4 boneless pork loin chops (about 6 ounces each)
1½ cups all-purpose flour
Kosher salt and freshly ground black pepper, to taste
2 large eggs
½ cup milk
4 cups plain dried bread crumbs
Pinch of paprika
2 tablespoons blend olive oil
2 tablespoons butter
Blaukraut or sauerkraut, for garnish (optional)
Ligonberry jam or preferred berry jam, for garnish (optional)
Begin by placing each chop between 2 sheets of plastic wrap and gently pounding them out with the flat side of a meat tenderizer until they are an even ¼-inch thick.
Put the flour in a shallow dish and season with salt and pepper. Whisk the eggs and milk in another shallow dish and season with salt and pepper.

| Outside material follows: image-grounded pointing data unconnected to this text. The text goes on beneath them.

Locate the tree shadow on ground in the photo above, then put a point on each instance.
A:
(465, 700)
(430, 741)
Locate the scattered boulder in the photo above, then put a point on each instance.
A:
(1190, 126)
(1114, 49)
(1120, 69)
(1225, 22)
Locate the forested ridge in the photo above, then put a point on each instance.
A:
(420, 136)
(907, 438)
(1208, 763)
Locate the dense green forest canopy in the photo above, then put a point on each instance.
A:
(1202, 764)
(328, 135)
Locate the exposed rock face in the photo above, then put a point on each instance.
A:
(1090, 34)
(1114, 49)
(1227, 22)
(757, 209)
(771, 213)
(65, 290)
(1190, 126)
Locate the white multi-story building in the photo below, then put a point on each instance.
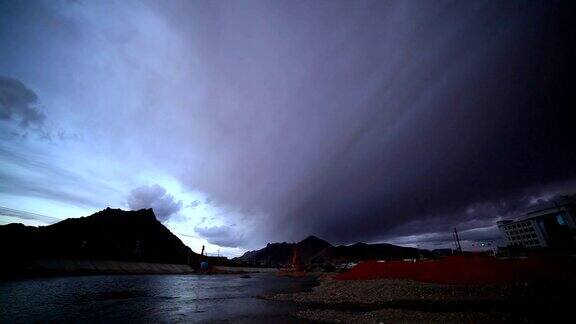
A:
(522, 233)
(554, 226)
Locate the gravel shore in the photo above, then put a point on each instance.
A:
(393, 301)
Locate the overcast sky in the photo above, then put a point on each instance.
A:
(245, 122)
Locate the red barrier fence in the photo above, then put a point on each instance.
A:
(468, 270)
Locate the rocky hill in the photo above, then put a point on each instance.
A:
(111, 234)
(315, 251)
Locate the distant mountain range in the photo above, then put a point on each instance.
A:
(111, 234)
(114, 234)
(315, 251)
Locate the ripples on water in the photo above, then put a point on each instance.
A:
(148, 298)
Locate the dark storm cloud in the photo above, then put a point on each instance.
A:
(154, 197)
(223, 235)
(353, 120)
(19, 103)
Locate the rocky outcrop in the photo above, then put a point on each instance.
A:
(111, 234)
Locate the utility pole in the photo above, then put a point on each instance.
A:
(457, 240)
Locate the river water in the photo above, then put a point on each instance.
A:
(149, 298)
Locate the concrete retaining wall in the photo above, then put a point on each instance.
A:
(66, 266)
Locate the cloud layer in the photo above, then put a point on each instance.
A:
(354, 121)
(19, 103)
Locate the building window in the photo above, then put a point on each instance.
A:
(561, 220)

Put the bread crumbs in a third dish, add paprika, and again season with more salt and pepper. Lightly dredge each piece of pork in flour, then in the egg and finally into the bread crumbs, pressing the bread crumbs onto the pork gently so they have a nice even coating. Lay the breaded pork cutlets in a single layer on a plate lined with parchment and refrigerate, uncovered, for 10 – 12 minutes to allow the coating to dry out a little and adhere to the pork.
Heat oil and butter in large nonstick skillet over medium-high heat. Gently lay the cutlets into the pan and cook until golden brown and crispy, about 3 minutes per side. Remove to paper towels to drain. Season with salt and transfer to a serving platter while still hot. Serve with blaukraut and lingonberry jam.
Prickly Pear Margarita
1½ ounces Tres Agaves Tequila, or preferred tequila
½ ounce Cointreau
¾ ounce lime juice
¾ ounce prickly pear juice
Splash of orange juice
Black sea salt, or preferred salt
Add ingredients to shaker. Add ice and shake. Rim glass with salt. Pour ingredients over ice into a glass. Garnish with lime wheel.
2 ounces Cave Creek Bourbon, or preferred bourbon
2 dashes bitters
1 Luxardo cherry
1 sugar cube
1 giant ice cube
Add ingredients to shaker. Muddle sugar cube, add ice, and shake. Rub rim of the glass with orange peel. Strain shaker contents into a glass with a glass with giant ice cube. Garnish with orange peel and Luxardo cherry.
Arizona Mule 10
1 ounce Arizona Grand Canyon Vodka, or preferred vodka
½ ounce lime juice
2 dashes bitters
1 lime wedge, for garnish
Add vodka, lime juice, and bitters to copper mug. Top with ginger beer and garnish with lime wedge.